Schema Evolution and Compatibility for Schema Registry on Confluent Platform

Ready to get started?

Sign up for Confluent Cloud, the fully managed cloud-native service for Apache Kafka® and get started for free using the Cloud quick start.
Download Confluent Platform, the self managed, enterprise-grade distribution of Apache Kafka and get started using the Confluent Platform quick start.

Schema evolution

When using serdes formats such as Avro, JSON Schema, and Protobuf, keep in mind the importance of managing the schemas and consider how these schemas should evolve. Confluent Schema Registry is built for exactly that purpose. Schema compatibility checking is implemented in Schema Registry by versioning every single schema. The compatibility type determines how Schema Registry compares the new schema with previous versions of a schema, for a given subject. When a schema is first created for a subject, it gets a unique id and it gets a version number, i.e., version 1. When the schema is updated (if it passes compatibility checks), it gets a new unique id and it gets an incremented version number, i.e., version 2.
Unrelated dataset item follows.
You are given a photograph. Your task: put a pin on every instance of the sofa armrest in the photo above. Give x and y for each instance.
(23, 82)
To learn more about serdes for supported schema formats, see “Formats, Serializers, and Deserializers” in either the Confluent Cloud documentation or in the Confluent Platform documentation

Compatibility types

Summary

The following table summarizes the compatibility rules for the different schema formats: Avro, Protobuf, and JSON Schema policies for a given subject. The Confluent Schema Registry default compatibility type is BACKWARD. All the compatibility types are described in more detail in the sections that follow the table. Note that the allowed changes are dependent on how fields are originally defined. For example, as described under Backward compatibility, the ability to delete a field and keep the schema compatible requires that the field was either specified as optional or provided a default value in the original version. To learn more, see Configuration Options on connectors to self-managed Schema Registry that provide further control over compatibility requirements.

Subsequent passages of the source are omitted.